23. This Court has gone through the impugned judgment and evidence on record. The trial court relying on the testimony of witnesses, even though who were interested witnesses, has concluded that the accused had assaulted the injured persons. Looking into the totality of statement of witnesses, the conclusion drawn by the trial court cannot be said to be reasonable.
24. It is established principle of law of evidence that statement of witness is to be read as a whole and conclusion should not be drawn only by picking up a single sentence of the statement of a witness. Thus the trial court has overlooked the material evidence available on record with regard to guilt of accused and to that extent conclusion drawn by the trial Court suffers with patent infirmity and perversity and therefore, liable to be reversed and set aside.

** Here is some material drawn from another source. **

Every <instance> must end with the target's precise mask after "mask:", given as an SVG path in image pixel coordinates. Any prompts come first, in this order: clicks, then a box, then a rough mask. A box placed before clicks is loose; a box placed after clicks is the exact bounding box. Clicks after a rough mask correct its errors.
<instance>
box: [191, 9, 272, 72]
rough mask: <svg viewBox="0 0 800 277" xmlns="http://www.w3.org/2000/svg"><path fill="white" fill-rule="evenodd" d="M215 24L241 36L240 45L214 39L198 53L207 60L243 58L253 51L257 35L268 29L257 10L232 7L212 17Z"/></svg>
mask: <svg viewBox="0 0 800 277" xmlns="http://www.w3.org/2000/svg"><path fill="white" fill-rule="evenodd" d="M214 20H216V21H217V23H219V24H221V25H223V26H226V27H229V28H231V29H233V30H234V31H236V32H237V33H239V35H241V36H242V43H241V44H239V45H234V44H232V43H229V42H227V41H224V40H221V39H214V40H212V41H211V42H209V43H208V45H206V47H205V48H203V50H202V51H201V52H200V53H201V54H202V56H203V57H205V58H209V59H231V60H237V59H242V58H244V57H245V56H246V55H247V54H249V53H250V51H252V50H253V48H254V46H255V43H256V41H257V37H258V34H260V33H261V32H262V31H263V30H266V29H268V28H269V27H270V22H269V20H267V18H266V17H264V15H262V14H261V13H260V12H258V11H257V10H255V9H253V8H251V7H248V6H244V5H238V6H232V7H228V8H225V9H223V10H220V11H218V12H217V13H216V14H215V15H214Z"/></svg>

25. Thus in view of above, after analysis of circumstances of present case in the light of aforesaid settled legal principles, I come to the conclusion that the trial court has erred passing the impugned judgment and order, therefore, this appeal succeeds and is allowed. The judgment and order dated 23.07.2008 passed by learned Additional Special Sessions Judge/S.C. & S.T. Act/F.T.C.-4, Court No.13, Sultanpur, in Special Sessions Trial No.9/2007 "State vs. Jagesar Verma and Others", arising out of Case Crime No./Court Case No.5/2005, relating to Police Station-Sangrampur, District-Sultanpur, by which the appellants have been convicted under Section 323/34 with a fine of Rs.300/- and in default of payment of fine two months imprisonment is set aside and reversed. The appellants, namely, appellant no.1 Babu Lal, appellant no.2, namely-Ram Asarey and appellant No.3, namely-Raj Bahadur Verma are acquitted of charges under Section 323/34. Their personal bonds and surety bonds are canceled and sureties are discharged.
26. Let record of lower Court be sent back to Court concerned along with copy of judgment and order for information.